Со второго этажа донесся звук гонга. Ужин. Ребята переглянулись, Петро махнул рукой. Уля смотрел в окно. Малиновые полосы заката наливались темнотой.
— До Кольца если дойдем, уже густяк, — сказал наконец Уля.
— До Кольца не дойдем, — спокойно ответил Саркис.
— Что же ты придумал? — заморгал Уля. — Верни план.
Он минуту всматривался в перекрестья и извивы полос и линий, потом ткнул пальцем в кружок — один из многих, разбросанных по карте и соединенных разноцветными линиями.
— Вот это — что?
— Попал! — хлопнул Саркис его по плечу.
— Метро! — торжествующе провозгласил Уля, подняв палец.
— Как мы до метро дойдем? — спросил Петро.
— Ногами. Попеременно переставляя левую и правую, — ответил Уля.
— Далеко не уйдешь, переставляя. Тебя за оградой за переставлялку поймают и обратно приведут.
— Значит, всех ловят почти сразу, так? — сказал Саркис.
— Так, — отозвался Петро.
— Богдан за Кольцо прошел, и поймали его не сычи дежурные, а патруль, так?
— Так!
— Богдан по ограде не лез, он на дерево взобрался, по суку прополз и джампанул.
— Откуда знаешь? — в один голос спросили Уля и Петро.
Саркис промолчал. Ему не хотелось говорить о Богдане. Ребята обидятся: один в другую компанию ходил.
— Выходит, — догадался Уля, — следящих камер на «бочке» нет, просто ограда на сигнализации.

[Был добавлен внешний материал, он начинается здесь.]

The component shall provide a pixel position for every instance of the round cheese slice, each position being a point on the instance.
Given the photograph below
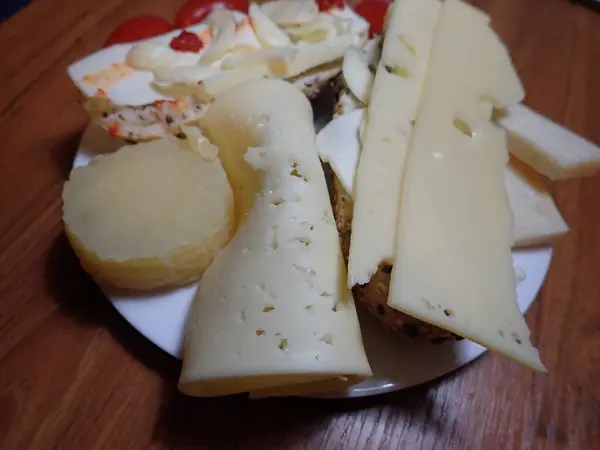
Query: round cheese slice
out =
(148, 216)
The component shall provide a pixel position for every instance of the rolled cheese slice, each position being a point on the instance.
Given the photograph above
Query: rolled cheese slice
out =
(148, 216)
(273, 310)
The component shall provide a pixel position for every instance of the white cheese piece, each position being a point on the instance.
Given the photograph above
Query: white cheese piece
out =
(291, 13)
(357, 75)
(273, 309)
(551, 149)
(394, 100)
(537, 220)
(453, 265)
(267, 31)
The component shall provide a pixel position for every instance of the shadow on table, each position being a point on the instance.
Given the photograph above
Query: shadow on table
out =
(235, 421)
(82, 300)
(224, 422)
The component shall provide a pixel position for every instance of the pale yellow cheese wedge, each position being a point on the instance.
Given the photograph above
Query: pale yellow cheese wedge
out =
(150, 215)
(537, 220)
(550, 148)
(273, 309)
(393, 105)
(453, 265)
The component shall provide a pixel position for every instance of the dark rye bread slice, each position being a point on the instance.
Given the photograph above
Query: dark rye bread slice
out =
(373, 295)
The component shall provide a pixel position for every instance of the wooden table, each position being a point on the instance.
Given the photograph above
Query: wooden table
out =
(74, 375)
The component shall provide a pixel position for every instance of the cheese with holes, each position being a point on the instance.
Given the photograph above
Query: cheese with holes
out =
(550, 148)
(537, 220)
(394, 100)
(273, 310)
(453, 265)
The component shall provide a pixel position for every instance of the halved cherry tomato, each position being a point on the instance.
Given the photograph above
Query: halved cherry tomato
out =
(138, 28)
(373, 12)
(195, 11)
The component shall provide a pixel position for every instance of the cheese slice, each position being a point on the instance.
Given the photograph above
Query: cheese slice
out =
(551, 149)
(273, 309)
(453, 265)
(394, 100)
(537, 220)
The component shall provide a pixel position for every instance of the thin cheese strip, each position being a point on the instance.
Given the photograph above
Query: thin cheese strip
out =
(551, 149)
(453, 265)
(537, 220)
(273, 309)
(394, 100)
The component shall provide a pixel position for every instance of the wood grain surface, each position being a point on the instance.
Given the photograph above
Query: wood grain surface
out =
(74, 375)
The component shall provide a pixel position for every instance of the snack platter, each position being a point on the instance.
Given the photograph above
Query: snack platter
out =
(278, 261)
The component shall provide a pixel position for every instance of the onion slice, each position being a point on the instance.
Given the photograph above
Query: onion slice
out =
(223, 28)
(314, 55)
(359, 78)
(152, 55)
(271, 56)
(267, 31)
(321, 28)
(184, 74)
(291, 12)
(208, 89)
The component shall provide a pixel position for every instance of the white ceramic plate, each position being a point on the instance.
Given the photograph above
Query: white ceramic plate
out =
(396, 363)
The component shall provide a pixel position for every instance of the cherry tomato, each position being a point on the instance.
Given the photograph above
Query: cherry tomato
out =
(195, 11)
(138, 28)
(373, 12)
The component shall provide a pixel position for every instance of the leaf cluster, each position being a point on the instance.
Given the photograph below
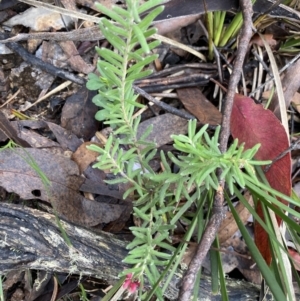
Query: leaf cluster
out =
(120, 67)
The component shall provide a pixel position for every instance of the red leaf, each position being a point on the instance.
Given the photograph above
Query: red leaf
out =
(253, 124)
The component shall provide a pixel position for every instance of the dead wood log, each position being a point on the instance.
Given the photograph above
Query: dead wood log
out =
(31, 239)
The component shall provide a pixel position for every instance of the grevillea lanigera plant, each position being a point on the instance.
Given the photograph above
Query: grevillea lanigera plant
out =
(164, 197)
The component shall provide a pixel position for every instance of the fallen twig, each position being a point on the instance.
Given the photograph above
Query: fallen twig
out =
(209, 234)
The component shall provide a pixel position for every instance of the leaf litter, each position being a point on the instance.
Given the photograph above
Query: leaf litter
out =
(54, 141)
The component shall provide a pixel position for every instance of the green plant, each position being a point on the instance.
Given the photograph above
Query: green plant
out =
(161, 199)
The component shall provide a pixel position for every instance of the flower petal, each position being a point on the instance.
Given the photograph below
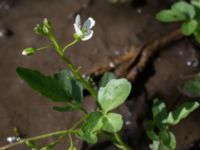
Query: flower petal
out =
(88, 35)
(78, 30)
(89, 23)
(78, 21)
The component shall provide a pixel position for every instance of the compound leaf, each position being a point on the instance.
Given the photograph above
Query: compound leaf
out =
(113, 94)
(112, 122)
(45, 85)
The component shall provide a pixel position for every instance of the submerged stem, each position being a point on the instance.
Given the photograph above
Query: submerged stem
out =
(36, 138)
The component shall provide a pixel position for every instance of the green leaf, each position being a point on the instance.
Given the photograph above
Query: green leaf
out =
(113, 94)
(185, 8)
(31, 144)
(112, 122)
(196, 3)
(159, 111)
(91, 127)
(197, 34)
(168, 139)
(67, 107)
(72, 148)
(70, 84)
(170, 16)
(106, 78)
(193, 86)
(181, 112)
(45, 85)
(189, 27)
(150, 131)
(155, 145)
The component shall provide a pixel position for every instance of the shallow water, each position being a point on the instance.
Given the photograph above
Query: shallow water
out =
(117, 27)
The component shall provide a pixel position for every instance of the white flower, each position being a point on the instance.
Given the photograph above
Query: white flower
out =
(84, 32)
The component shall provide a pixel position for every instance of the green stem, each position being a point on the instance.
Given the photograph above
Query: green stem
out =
(72, 67)
(79, 76)
(70, 44)
(36, 138)
(118, 141)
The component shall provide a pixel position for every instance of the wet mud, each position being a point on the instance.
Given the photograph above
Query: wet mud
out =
(117, 28)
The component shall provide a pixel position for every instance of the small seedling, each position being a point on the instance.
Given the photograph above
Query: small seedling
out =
(185, 12)
(67, 86)
(158, 129)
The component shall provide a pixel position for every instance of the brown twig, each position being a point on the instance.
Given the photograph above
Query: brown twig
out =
(150, 49)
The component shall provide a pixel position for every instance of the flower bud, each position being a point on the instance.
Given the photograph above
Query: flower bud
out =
(28, 51)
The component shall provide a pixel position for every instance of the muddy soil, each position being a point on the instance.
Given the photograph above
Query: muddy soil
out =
(117, 28)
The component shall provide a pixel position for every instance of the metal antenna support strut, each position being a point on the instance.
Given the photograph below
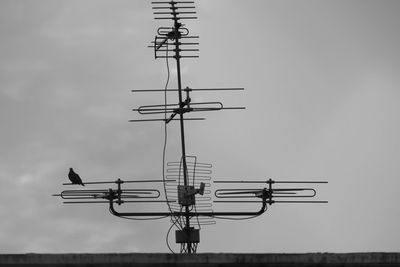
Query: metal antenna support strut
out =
(187, 183)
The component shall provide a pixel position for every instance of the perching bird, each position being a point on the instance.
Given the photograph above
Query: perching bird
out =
(74, 177)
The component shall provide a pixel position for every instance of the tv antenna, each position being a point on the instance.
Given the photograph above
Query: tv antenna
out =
(187, 183)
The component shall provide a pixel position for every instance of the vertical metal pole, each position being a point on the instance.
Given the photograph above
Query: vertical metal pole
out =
(178, 67)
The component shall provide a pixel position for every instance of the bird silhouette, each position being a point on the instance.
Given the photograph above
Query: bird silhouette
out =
(74, 177)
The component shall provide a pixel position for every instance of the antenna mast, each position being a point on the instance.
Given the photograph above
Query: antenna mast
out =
(188, 182)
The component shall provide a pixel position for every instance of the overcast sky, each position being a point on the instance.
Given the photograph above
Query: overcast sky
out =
(322, 98)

— Густяк, — загорелся Петро, — айда на дерево, проверим.
— Не проверим, — сказал Саркис, — тот сук спилили и в ствол какую-то бляху вколотили. Датчик, наверное.
— Что же делать? — озабоченно почесал висок Уля. — Ограда отпадает, ход в башню мы не знаем. Жаль, там платформа на крыше. Через проходную не пойдем. Все двери закрыты.
— Закрытых дверей не бывает, — неожиданно для себя сказал Саркис.
— У-мм, — протянул Уля, склонив голову. — Что это значит?
— Не знаю, — честно признался Саркис. — Пока не знаю.
3
К утру он ничего не придумал.
Уля время от времени выжидательно на него поглядывал, но не мешал, а Петро подключился к кому-то из соседнего класса и, забыв про все, играл в «Дракона и свинью».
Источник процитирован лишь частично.